Average measurements are not indicative of the ability of the algorithm to search the entire multi-objective solution space. The diversity of solutions and optimality in terms of closeness to the true Pareto front are also indicators of algorithm efficiency. The performance metrics [6] described in Section 8.2 evaluated for WSGA as well as WSPSO are listed in Table 7. The error ratio is the same for both algorithms. WSPSO fares slightly better in yielding uniformly spaced solutions with better diversity as evidenced by the lower values of spacing and spread for WSPSO. However, the generational distance metric is higher for WSPSO. Thus a higher generational distance metric coupled with a lower MFE indicates that Rank I individuals have more or less uniform separation from the true Pareto front. This is corroborated by the lower values for spacing and spread mentioned earlier.

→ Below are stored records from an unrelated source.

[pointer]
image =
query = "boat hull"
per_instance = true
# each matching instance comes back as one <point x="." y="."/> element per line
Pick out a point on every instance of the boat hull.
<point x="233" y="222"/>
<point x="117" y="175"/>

9. Conclusions and Future Work

A framework for applying multi-objective evolutionary techniques for multi-objective power, area, and delay optimization for the datapath scheduling problem in High Level Synthesis is presented. The methodology has been applied to the NSGA II algorithm and considerable improvement in runtimes and solution quality is demonstrated compared to a Weighted Sum GA approach by evaluating the technique on standard DFG benchmarks. Thus the technique will be effective as a tool for design space exploration during DFG synthesis. The methodology has been extended to Weighted Sum PSO and preliminary results indicate that WSPSO is faster than WSGA with potential for improvement in solution convergence and quality. The following conclusions can be drawn from the analysis of the WSGA, NSGA II, and WSPSO algorithms. (i)NSGA II exhibits the best solution quality among all the techniques analyzed and fastest execution times and emerges as the best approach among the three methods compared from the point of view of efficient design space exploration. This is in line with expectations since NSGA II incorporates features for ensuring diversity and convergence to the Pareto front. The method for identifying non-dominated solutions is computationally fast thus resulting in the reduced runtime.(ii)WSPSO is computationally simple and exhibits lesser run time compared to WSGA since the evolution process does not involve crossover and mutation which are computation intensive. (iii)However, WSPSO may not be an alternative to NSGA II unless the solution quality is improved by incorporating some hybrid approaches like interweaving with Simulated Annealing as reported in [16]. This aspect needs to be investigated and will be part of the future work.(iv)True Multi-objective PSO (MOPSO) techniques have been proposed such as the works reported in [9, 11]. This will be adapted for the HLS scheduling problem and the performance vis-à-vis NSGA II will be studied.(v)The solutions obtained by WSPSO, WSGA, and NSGA II will be synthesized to a target library and the trends predicted by the DFG metrics used in the cost functions with actual estimates from postbinding synthesis results will be compared.